Accessing nested data

This expression retrieves an array of values from the property field of each object in the array_key array within the some_data_key data structure.

$[some_data_key.array_key[*].property]

We also support the alternative wildcard JSONPath syntax:

$[some_data_key.array_key.*.property]

Applying templates to task definitions

Here's an example of how these expressions might be used in the context of a TCP SYN task generator:

- kind: tcp_syn_generator
  ipv4_address_ranges: "$[target_ip_ranges]"
  ports:
        - 80
        - "$[https_ports]"

The result of rendering this template would be a set of TCP SYN tasks, each with a specific IP address from the target_ip_ranges data reference and a destination port that is either 80 or one of the ports specified in the https_ports data reference.

Note that templates are always converted to a set of values, even if the result is a single value. This ensures consistency in how task arguments are handled.

In the example above, if https_ports contains the values [443, 8443], the resulting task ports variable would contain a single set of integers {80, 443, 8443}. ipv4_address_ranges would contain a set of all individual IP addresses derived from the provided ranges.
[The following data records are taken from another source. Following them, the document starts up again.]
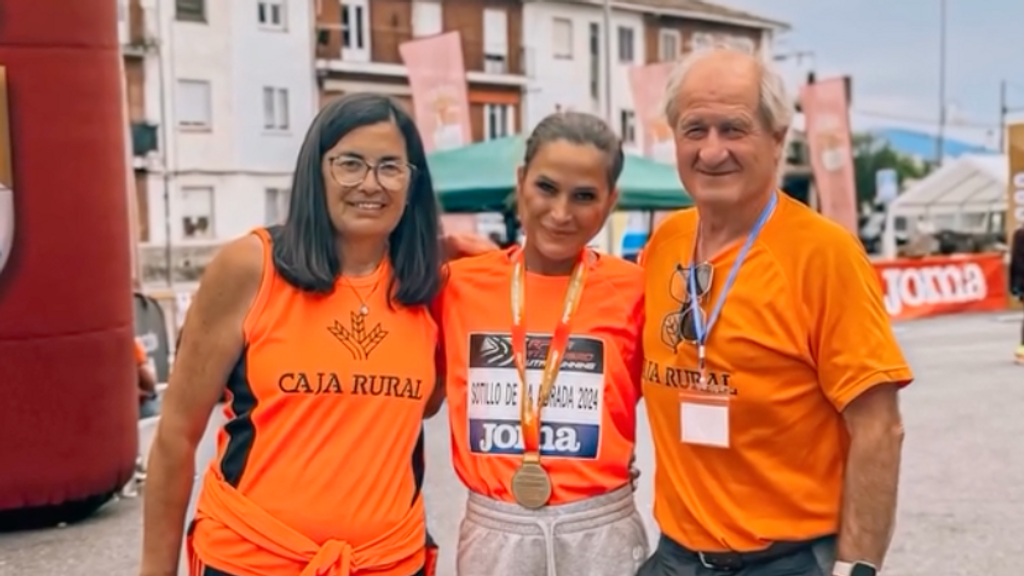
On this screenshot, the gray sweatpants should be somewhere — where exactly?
[457,485,648,576]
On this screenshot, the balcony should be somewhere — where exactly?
[131,122,160,158]
[316,28,532,85]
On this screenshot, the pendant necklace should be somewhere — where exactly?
[345,279,377,316]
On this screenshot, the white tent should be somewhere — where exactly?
[883,154,1010,257]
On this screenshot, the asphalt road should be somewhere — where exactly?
[0,315,1024,576]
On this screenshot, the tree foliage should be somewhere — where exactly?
[852,133,929,205]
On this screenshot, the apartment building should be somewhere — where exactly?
[119,0,318,281]
[522,0,785,151]
[314,0,531,141]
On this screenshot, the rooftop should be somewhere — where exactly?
[563,0,790,31]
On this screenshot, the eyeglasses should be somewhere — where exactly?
[328,156,416,192]
[662,262,715,342]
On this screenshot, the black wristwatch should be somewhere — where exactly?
[833,562,879,576]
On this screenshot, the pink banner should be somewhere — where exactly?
[441,214,479,234]
[398,32,473,153]
[800,78,858,234]
[630,63,676,163]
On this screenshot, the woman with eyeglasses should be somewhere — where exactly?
[437,113,647,576]
[141,94,441,576]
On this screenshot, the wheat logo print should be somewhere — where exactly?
[328,312,388,360]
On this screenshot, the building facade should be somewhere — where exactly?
[118,0,785,283]
[315,0,530,141]
[119,0,318,282]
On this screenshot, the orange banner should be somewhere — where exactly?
[0,66,14,271]
[630,63,676,164]
[800,78,858,235]
[1007,124,1024,241]
[398,32,473,153]
[874,254,1009,320]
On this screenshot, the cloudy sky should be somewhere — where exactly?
[718,0,1024,145]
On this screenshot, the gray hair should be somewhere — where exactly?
[663,46,794,134]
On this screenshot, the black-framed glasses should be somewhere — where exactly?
[328,155,416,192]
[662,262,715,348]
[669,262,715,304]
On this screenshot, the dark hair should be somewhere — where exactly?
[271,93,441,306]
[523,112,626,188]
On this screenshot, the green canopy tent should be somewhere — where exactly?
[427,136,693,212]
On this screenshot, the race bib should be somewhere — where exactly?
[467,332,604,459]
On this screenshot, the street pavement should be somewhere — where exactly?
[0,315,1024,576]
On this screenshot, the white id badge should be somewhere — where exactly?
[679,394,729,448]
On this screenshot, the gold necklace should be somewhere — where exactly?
[345,278,377,316]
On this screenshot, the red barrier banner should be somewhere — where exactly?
[874,254,1009,320]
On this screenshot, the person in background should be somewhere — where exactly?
[638,48,913,576]
[436,113,648,576]
[1010,223,1024,364]
[140,93,441,576]
[135,338,160,419]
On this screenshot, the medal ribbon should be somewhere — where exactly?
[512,249,587,461]
[688,193,778,375]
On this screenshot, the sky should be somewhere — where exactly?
[713,0,1024,148]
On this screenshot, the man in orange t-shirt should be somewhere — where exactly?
[638,49,912,576]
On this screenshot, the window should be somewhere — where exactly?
[257,0,285,29]
[483,104,515,140]
[483,8,509,74]
[264,188,292,227]
[263,86,288,130]
[181,188,213,240]
[618,26,634,64]
[177,80,212,128]
[174,0,206,22]
[551,18,572,59]
[341,0,370,61]
[657,30,682,61]
[413,0,443,38]
[618,110,637,143]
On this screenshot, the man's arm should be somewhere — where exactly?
[837,383,903,568]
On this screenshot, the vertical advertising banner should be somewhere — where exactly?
[1007,124,1024,241]
[0,66,14,273]
[630,63,676,164]
[398,32,473,153]
[800,78,858,234]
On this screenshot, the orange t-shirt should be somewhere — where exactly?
[438,247,643,504]
[643,194,912,551]
[193,230,437,576]
[135,338,150,366]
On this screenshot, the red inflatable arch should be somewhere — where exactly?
[0,0,137,525]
For ease of use, parameters for task templates can be either a single expression or an array of expressions. If an array is provided, the results of each expression will be combined into a single set.

For example, the following two configurations are equivalent:

ipv4_address_ranges: "$[target_ip_ranges]"

ipv4_address_ranges: 
 - "$[target_ip_ranges]"

HTTP fuzzing examples

When performing HTTP fuzzing, we'd often want to iterate over several different data variables (e.g. wordlists) and generate all possible combinations. Lets see how this can be achieved with our templating engine.

Lets say we have the following data stored in our task collection:

We can then define an HTTP fuzzing task template like this:

- kind: http_fuzz
  method: GET
  host: target.com
  sni: target.com
  body: |
    GET /$[path_traversal]/$[paths] HTTP/1.1
    Host: $[hostnames]

When this template is rendered, the task manager will generate a set of HTTP fuzzing tasks that cover all combinations of the provided path traversal strings, paths and hostnames. This would generate $2 (path_traversal) * 2 (paths) * 2 (hostnames) = 8$ unique body payloads:

GET /../admin HTTP/1.1
Host: localhost

GET /.;/admin HTTP/1.1
Host: localhost

GET /../login HTTP/1.1
Host: localhost

GET /.;/login HTTP/1.1
Host: localhost

GET /../admin HTTP/1.1
Host: 127.0.0.1

GET /.;/admin HTTP/1.1
Host: 127.0.0.1

GET /../login HTTP/1.1
Host: 127.0.0.1

GET /.;/login HTTP/1.1
Host: 127.0.0.1

Note that we could have taken this further by also templating the host and sni fields, but this should give you an idea of how powerful the templating engine can be when combined with data stored in the task collection.